Reader questions: Tires, mileage and cabin odorWritten by Nick Shultz | | firstname.lastname@example.org
Here are some recent reader questions:
Jim C. from Toledo wanted to know why his replacement tires wore out in 35,000 miles, while his original-equipment tires lasted nearly 55,000 miles. Well, Jim, I don’t have ESP, but I would guess your vehicle is out of alignment or you ran them for a long time with improper air pressure. Just because your vehicle doesn’t pull from one side or the other doesn’t mean it is in alignment. Monitoring your tire-wear patterns can be a telltale sign of an alignment-related problem even if you don’t feel a pull. Have your alignment checked at a reputable shop.
Winfield S. from whereabouts unknown wanted to know how to tell if the fuel he is purchasing is of high quality. Well, Winfield, that’s a great question and it deserves a thoughtful answer. I could tell you that two government agencies here in Ohio, the U.S. Environmental Protection Agency (EPA) and the Ohio EPA have set fuel quality standards and are responsible for ensuring that those standards are met, so we have nothing to worry about. However, another government agency is telling me all the money that they have been taking out of my paychecks for years will run out in 2017 (read the fine print on this year’s Social Security statement), so I don’t have much faith in that either the state or federal EPA administration offices are keeping close tabs on the actual quality of fuel coming from the pumps. So how can we really know if the fuel were buying is any good? Its all about our vehicle’s fuel mileage. Keep a close eye on your vehicle’s actual fuel mileage every time you fill up. Assuming your car is in a good state of repair, you should get nearly the same fuel mileage from one tank to the next. Once you find a fuel that your vehicle seems to like, stick with it! Poor fuel mileage from a certain fuel brand, or gas station, is a good indication that the fuel has less energy stored within it or that it may be contaminated in some way. Steer clear of any fuel that doesn’t deliver close to your average overall fuel mileage. I have found that Sunoco fuel works well in my bike, while BP works best in my car. I buy 93 Octane for my bike and 87 Octane for my car. Your vehicle may like a different brand.

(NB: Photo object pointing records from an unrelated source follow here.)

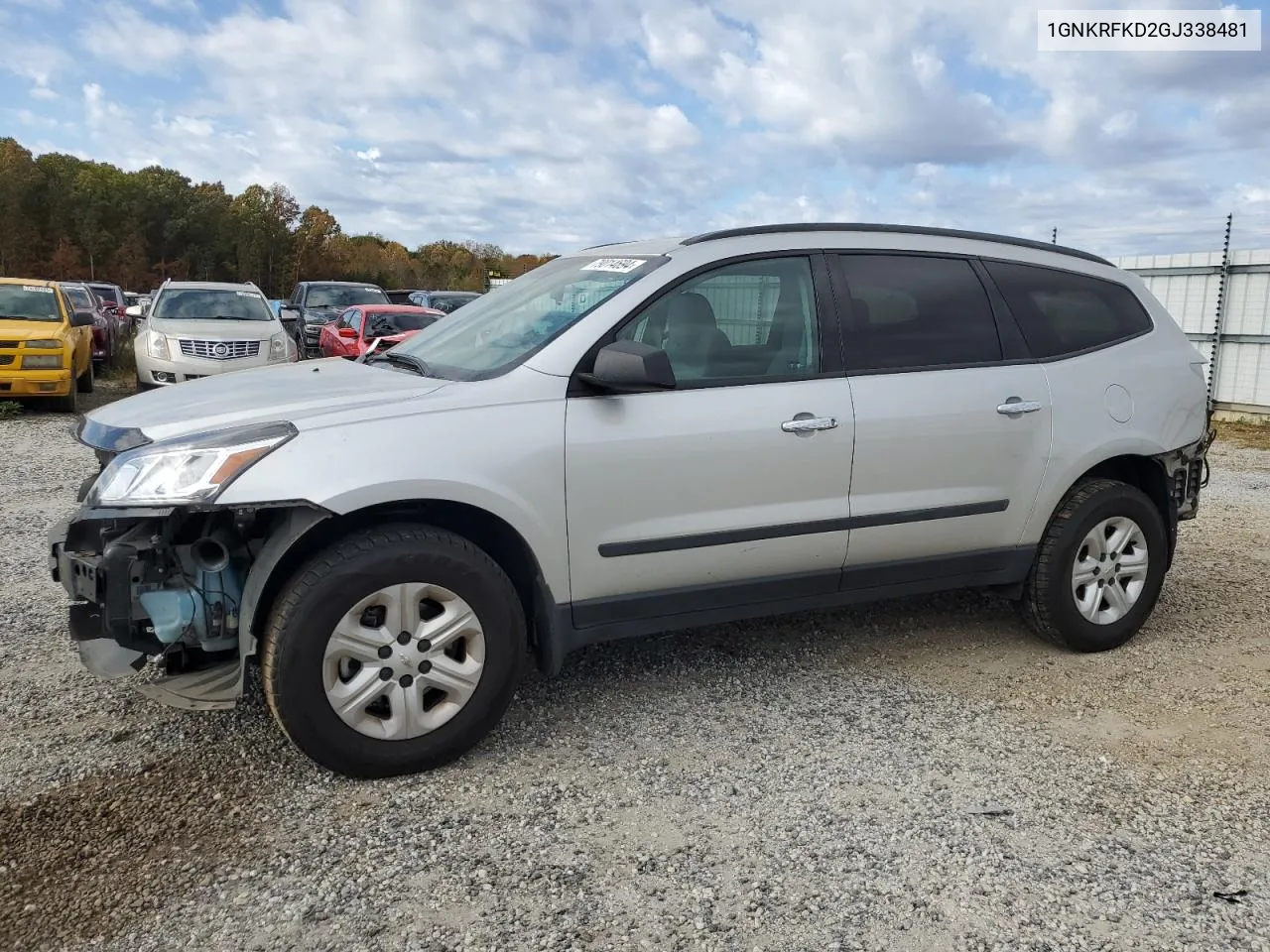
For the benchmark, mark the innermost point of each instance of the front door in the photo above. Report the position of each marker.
(731, 488)
(952, 435)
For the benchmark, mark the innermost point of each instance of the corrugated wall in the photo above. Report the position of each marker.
(1188, 285)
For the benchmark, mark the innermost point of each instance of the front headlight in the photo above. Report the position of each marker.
(278, 347)
(158, 345)
(41, 362)
(187, 470)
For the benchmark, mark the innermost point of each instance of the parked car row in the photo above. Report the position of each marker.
(46, 343)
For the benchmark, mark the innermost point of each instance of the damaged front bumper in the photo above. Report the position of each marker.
(168, 595)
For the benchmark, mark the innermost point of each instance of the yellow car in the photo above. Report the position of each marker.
(46, 345)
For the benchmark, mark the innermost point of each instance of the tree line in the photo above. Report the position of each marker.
(64, 217)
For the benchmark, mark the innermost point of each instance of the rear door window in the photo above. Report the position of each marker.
(1062, 312)
(912, 311)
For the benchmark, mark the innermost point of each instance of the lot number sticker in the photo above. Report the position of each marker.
(620, 266)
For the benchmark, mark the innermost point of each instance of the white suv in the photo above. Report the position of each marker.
(194, 329)
(638, 438)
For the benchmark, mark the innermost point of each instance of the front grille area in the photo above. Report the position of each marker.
(220, 349)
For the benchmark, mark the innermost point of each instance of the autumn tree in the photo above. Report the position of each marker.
(64, 217)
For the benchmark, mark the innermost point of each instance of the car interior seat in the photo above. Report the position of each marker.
(693, 338)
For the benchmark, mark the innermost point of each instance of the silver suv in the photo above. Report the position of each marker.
(194, 329)
(631, 439)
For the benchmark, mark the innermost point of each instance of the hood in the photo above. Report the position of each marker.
(299, 393)
(216, 329)
(30, 330)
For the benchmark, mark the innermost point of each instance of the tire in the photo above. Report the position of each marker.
(326, 590)
(1052, 601)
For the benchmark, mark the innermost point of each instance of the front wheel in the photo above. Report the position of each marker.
(1098, 569)
(394, 651)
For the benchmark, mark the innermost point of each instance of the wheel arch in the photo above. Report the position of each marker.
(1141, 471)
(298, 539)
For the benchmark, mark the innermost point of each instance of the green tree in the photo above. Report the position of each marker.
(21, 180)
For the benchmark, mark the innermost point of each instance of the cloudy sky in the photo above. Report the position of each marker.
(544, 125)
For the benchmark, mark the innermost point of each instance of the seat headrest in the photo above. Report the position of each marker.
(690, 309)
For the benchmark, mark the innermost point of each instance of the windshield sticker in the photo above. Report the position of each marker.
(620, 266)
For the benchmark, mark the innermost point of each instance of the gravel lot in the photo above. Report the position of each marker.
(919, 774)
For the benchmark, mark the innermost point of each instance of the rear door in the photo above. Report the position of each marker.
(731, 488)
(952, 416)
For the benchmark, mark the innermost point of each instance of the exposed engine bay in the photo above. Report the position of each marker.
(167, 589)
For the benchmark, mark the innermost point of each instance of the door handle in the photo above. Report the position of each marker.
(1014, 407)
(810, 424)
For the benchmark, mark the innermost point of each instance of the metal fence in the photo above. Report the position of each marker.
(1222, 302)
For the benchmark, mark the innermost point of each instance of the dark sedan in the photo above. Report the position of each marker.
(105, 327)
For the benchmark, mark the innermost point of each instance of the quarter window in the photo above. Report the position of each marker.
(742, 322)
(907, 311)
(1061, 312)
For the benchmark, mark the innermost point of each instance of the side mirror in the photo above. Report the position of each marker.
(630, 367)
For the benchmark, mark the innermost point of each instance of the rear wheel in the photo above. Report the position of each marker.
(393, 652)
(1098, 569)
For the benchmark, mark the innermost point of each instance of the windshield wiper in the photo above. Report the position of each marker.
(408, 361)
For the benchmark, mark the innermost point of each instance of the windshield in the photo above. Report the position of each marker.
(79, 296)
(107, 294)
(344, 296)
(28, 302)
(449, 302)
(379, 325)
(497, 330)
(208, 304)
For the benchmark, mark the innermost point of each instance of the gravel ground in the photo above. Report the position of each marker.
(911, 775)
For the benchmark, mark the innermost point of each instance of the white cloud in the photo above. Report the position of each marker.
(126, 39)
(544, 123)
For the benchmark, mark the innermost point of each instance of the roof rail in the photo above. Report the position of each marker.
(896, 230)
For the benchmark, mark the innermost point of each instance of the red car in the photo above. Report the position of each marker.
(363, 326)
(105, 333)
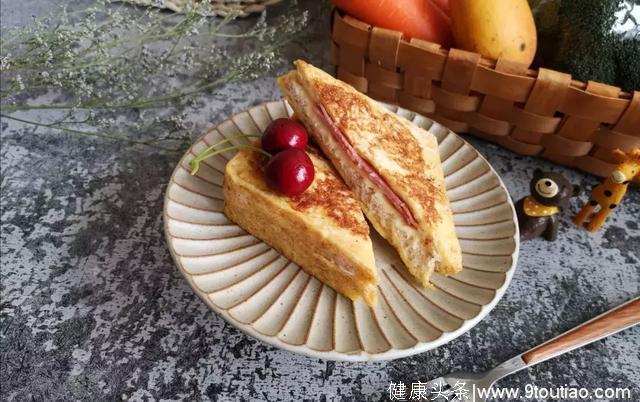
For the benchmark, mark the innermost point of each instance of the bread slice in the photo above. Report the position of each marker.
(322, 230)
(392, 166)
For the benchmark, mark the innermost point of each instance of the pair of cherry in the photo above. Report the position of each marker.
(289, 171)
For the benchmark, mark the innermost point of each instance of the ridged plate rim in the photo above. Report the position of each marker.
(392, 353)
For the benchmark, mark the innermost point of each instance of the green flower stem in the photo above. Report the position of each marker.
(118, 137)
(228, 139)
(195, 163)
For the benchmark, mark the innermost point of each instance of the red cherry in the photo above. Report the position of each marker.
(282, 134)
(290, 172)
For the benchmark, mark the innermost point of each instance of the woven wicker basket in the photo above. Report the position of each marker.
(541, 112)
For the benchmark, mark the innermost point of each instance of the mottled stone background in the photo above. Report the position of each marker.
(94, 309)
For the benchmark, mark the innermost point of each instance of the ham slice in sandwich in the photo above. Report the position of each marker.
(392, 166)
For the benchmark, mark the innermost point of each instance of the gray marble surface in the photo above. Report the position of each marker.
(94, 309)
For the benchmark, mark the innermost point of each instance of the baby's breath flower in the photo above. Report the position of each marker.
(107, 62)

Keeping track of your fuel mileage is a great way to tell if something is amiss with your engine as well. If your fuel mileage drops suddenly, look for the root cause of the problem. Failure to seek out the problem will only cause the problem to find you. Chances are it will cost you more to wait for that to happen.
My last question for this week comes from Amy T., who lives in the west end. Amy has an odor coming from her air conditioning ducts whenever the a/c is operated. Amy, you probably have a mildew situation within your a/c system’s evaporator core. You can try one of the many products designed to kill the mildew which are available from your local parts store.

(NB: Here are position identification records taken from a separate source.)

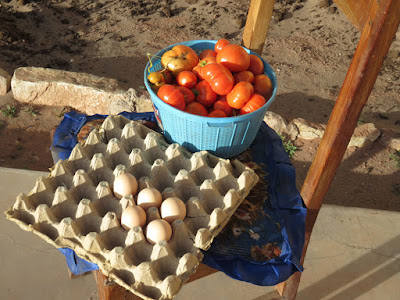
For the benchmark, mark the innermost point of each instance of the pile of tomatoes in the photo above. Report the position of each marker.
(221, 82)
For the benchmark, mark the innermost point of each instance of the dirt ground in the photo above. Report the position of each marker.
(310, 45)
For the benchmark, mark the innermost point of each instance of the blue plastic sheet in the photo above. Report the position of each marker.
(263, 241)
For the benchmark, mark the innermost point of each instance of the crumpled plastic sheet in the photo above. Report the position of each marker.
(262, 247)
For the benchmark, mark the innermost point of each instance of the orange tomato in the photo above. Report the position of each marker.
(240, 94)
(263, 86)
(206, 53)
(187, 79)
(156, 79)
(172, 96)
(219, 77)
(254, 103)
(220, 44)
(179, 58)
(234, 57)
(224, 106)
(244, 76)
(256, 65)
(197, 70)
(217, 114)
(206, 95)
(196, 108)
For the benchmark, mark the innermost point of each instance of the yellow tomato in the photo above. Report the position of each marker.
(179, 58)
(156, 79)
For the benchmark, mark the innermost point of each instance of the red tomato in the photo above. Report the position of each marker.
(196, 108)
(240, 94)
(254, 103)
(256, 65)
(217, 114)
(220, 44)
(188, 95)
(172, 96)
(187, 79)
(224, 106)
(263, 86)
(219, 77)
(244, 76)
(206, 53)
(234, 57)
(206, 95)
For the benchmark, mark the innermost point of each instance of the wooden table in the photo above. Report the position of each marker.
(378, 21)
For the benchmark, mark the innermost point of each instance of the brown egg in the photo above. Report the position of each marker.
(133, 216)
(172, 209)
(125, 184)
(149, 197)
(158, 230)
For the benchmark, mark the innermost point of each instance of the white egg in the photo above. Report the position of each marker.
(158, 230)
(133, 216)
(149, 197)
(125, 184)
(172, 209)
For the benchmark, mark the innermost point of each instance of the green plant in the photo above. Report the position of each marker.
(288, 146)
(31, 110)
(9, 111)
(396, 158)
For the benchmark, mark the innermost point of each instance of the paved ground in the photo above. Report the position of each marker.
(354, 254)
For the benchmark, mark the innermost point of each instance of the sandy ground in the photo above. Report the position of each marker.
(310, 45)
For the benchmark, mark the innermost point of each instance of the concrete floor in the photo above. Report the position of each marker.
(354, 253)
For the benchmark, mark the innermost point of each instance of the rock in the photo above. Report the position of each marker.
(5, 82)
(308, 130)
(276, 122)
(364, 134)
(131, 102)
(392, 140)
(84, 92)
(325, 3)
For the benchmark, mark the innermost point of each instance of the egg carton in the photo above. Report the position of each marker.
(75, 207)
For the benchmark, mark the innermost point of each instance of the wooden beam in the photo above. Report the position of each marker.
(256, 29)
(356, 11)
(376, 38)
(109, 290)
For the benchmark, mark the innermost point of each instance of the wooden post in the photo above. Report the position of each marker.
(375, 41)
(258, 18)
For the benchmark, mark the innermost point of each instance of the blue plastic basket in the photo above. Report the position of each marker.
(223, 137)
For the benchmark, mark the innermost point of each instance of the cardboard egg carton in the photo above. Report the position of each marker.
(75, 207)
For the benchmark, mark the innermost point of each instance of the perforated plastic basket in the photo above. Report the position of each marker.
(224, 137)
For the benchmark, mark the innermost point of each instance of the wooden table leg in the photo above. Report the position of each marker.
(109, 290)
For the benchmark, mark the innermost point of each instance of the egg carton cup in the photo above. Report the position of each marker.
(74, 206)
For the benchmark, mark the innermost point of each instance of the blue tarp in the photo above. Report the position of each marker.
(263, 241)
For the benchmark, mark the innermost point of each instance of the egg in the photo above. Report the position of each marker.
(172, 209)
(133, 216)
(158, 230)
(149, 197)
(125, 184)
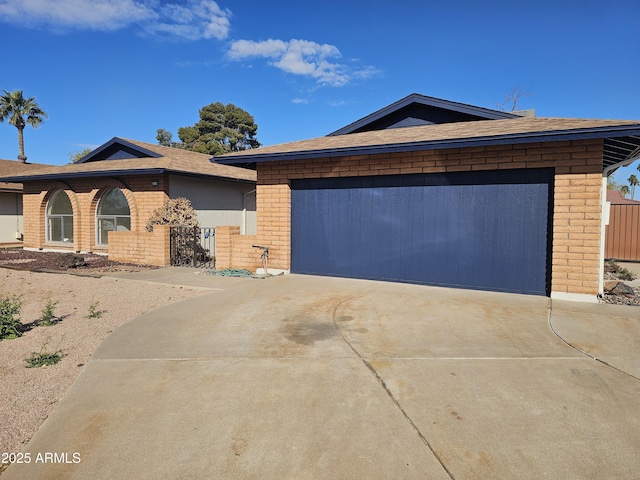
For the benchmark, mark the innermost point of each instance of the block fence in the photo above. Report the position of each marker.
(576, 199)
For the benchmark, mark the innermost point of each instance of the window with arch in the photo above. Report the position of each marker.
(59, 218)
(112, 214)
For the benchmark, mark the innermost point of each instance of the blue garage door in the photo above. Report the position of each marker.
(480, 230)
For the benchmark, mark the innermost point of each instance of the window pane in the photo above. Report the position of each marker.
(59, 204)
(55, 229)
(123, 223)
(105, 225)
(67, 230)
(113, 202)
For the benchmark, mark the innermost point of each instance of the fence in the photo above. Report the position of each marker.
(622, 238)
(193, 247)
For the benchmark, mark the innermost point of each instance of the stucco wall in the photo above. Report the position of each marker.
(218, 202)
(10, 216)
(576, 198)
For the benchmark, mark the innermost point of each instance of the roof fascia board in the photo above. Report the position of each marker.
(514, 139)
(424, 100)
(206, 175)
(120, 141)
(66, 175)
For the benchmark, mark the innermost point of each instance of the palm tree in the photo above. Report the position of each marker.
(15, 107)
(633, 181)
(624, 190)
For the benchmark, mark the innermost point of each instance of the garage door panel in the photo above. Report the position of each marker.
(473, 231)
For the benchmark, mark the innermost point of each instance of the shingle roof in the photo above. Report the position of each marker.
(448, 135)
(171, 160)
(428, 109)
(14, 167)
(615, 197)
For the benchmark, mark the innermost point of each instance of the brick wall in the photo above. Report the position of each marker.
(84, 194)
(145, 248)
(577, 190)
(236, 251)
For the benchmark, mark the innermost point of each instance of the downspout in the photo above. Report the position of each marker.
(604, 214)
(244, 211)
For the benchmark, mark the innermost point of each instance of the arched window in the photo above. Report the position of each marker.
(59, 218)
(112, 214)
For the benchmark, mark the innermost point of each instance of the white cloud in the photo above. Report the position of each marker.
(191, 20)
(300, 57)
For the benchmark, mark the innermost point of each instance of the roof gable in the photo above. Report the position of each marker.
(416, 109)
(118, 149)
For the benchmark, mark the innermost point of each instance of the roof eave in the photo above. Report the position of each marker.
(424, 100)
(67, 175)
(505, 139)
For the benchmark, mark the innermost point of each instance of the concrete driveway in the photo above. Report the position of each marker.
(301, 377)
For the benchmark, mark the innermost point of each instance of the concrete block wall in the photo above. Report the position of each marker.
(236, 251)
(84, 194)
(141, 247)
(576, 197)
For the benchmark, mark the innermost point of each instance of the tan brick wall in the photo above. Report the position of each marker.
(236, 251)
(84, 194)
(145, 248)
(576, 219)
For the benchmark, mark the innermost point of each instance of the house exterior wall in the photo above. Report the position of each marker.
(576, 199)
(84, 194)
(10, 216)
(218, 202)
(144, 248)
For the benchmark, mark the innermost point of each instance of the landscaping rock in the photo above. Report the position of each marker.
(609, 285)
(71, 260)
(623, 290)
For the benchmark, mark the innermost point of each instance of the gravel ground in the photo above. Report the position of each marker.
(29, 395)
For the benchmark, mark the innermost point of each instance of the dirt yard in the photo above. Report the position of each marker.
(30, 394)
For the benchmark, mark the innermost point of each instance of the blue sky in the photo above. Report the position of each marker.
(105, 68)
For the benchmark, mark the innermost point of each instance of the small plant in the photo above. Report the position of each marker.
(48, 317)
(40, 359)
(93, 310)
(624, 274)
(10, 309)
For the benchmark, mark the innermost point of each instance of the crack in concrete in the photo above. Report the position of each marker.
(383, 384)
(599, 360)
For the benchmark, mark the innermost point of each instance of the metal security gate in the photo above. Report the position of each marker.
(480, 230)
(193, 247)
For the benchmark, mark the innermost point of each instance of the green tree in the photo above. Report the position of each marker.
(611, 184)
(633, 181)
(165, 138)
(20, 112)
(75, 156)
(624, 190)
(221, 129)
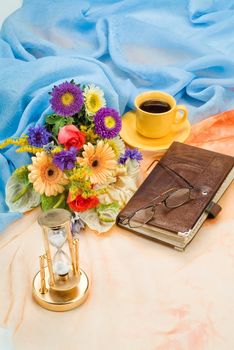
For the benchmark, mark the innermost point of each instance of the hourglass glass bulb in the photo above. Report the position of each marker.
(61, 263)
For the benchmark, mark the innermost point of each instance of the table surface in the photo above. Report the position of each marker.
(143, 296)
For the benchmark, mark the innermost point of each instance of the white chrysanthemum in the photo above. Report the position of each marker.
(94, 99)
(118, 145)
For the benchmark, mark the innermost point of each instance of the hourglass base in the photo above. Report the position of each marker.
(60, 301)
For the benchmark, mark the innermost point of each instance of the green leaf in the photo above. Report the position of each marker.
(57, 122)
(108, 212)
(52, 119)
(53, 202)
(20, 195)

Just ask the person behind the counter for help, and they will show you what products they have. Be sure to follow the directions on the label. If the deodorizer off the shelf doesn’t work, then it will be necessary to have a service technician address this situation. Not to worry, Amy, this happens all the time; usually there is an easy fix.
Be sure and check your car’s air and cabin filters regularly. The air on these hot days is filled with dust and dirt that can rapidly decrease your filter’s efficiency. Also be aware that your lawn mower’s air filter becomes restricted much quicker than any other piece of equipment you own.

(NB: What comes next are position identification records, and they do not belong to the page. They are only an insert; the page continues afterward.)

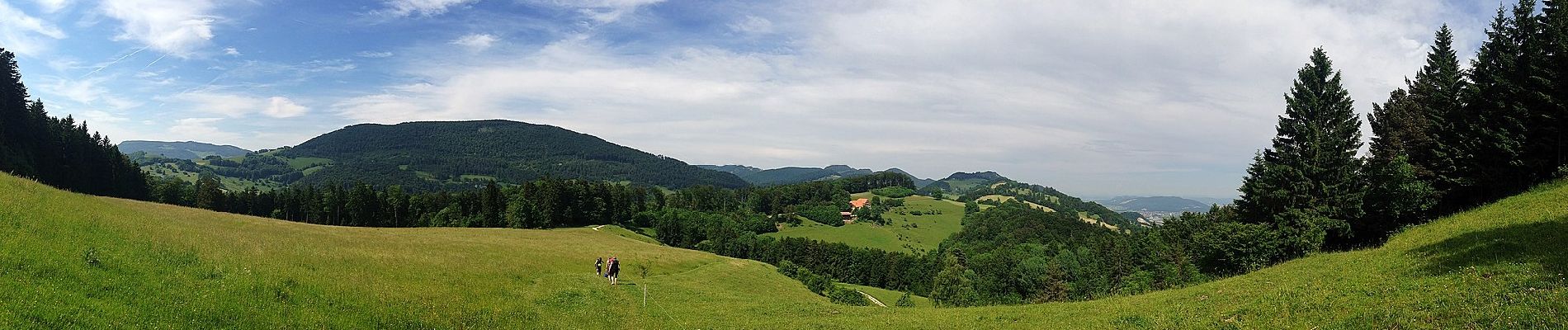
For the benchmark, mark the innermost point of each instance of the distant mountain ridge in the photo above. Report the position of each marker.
(1167, 204)
(433, 153)
(181, 149)
(796, 174)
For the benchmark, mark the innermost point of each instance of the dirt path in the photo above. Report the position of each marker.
(874, 299)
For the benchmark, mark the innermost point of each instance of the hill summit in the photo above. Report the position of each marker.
(425, 153)
(181, 150)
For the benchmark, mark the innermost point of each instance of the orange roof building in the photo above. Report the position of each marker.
(858, 204)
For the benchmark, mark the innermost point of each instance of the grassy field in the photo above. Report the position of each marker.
(888, 296)
(78, 262)
(308, 162)
(905, 232)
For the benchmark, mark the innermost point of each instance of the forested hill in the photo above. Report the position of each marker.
(181, 150)
(432, 153)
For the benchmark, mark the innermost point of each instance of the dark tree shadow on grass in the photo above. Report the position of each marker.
(1542, 243)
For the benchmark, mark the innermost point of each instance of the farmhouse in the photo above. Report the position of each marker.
(848, 216)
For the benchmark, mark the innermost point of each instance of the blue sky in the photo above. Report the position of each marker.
(1092, 97)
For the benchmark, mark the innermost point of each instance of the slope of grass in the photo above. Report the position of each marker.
(905, 230)
(80, 262)
(888, 296)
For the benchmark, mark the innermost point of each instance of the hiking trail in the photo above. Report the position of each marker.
(874, 299)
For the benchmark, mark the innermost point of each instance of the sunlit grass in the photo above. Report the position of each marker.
(80, 262)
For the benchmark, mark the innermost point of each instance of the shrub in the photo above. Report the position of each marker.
(905, 300)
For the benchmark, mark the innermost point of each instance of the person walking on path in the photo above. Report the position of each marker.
(615, 270)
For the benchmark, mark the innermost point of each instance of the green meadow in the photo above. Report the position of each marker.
(80, 262)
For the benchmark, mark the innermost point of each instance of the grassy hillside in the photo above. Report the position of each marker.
(918, 225)
(69, 260)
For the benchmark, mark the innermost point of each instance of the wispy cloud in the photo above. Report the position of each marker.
(237, 105)
(52, 5)
(204, 129)
(176, 27)
(24, 33)
(477, 41)
(367, 54)
(281, 106)
(753, 26)
(404, 8)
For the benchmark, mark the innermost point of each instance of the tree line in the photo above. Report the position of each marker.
(1451, 139)
(59, 150)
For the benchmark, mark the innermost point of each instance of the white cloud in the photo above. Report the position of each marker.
(201, 129)
(237, 105)
(102, 116)
(281, 106)
(1087, 96)
(477, 41)
(22, 33)
(404, 8)
(229, 105)
(174, 27)
(52, 5)
(753, 26)
(367, 54)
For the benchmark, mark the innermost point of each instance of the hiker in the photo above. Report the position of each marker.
(615, 270)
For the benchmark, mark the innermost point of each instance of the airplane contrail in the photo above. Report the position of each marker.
(154, 61)
(144, 47)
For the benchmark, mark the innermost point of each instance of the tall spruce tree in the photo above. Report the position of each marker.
(1396, 191)
(1432, 141)
(1491, 127)
(1306, 183)
(59, 150)
(1551, 120)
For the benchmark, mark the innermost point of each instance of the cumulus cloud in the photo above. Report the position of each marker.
(404, 8)
(24, 33)
(174, 27)
(1097, 97)
(477, 41)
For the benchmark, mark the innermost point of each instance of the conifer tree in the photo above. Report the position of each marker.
(1396, 191)
(1551, 120)
(1432, 143)
(1491, 127)
(1306, 183)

I enjoy taking your questions and I apologize for not answering them sooner. Keep reading and I assure you I will get to them as fast as I can.
Nick Shultz is an instructor of Automotive Technologies at Owens Community College. He is an arbitrator for the Better Business Bureau who specializes in cases involving the Ohio and Michigan Lemon laws. He is a certified master automotive technician by ASE, General Motors Corp. and Ford Motor Co. Shultz, a Toledo native, will take questions from email@example.com.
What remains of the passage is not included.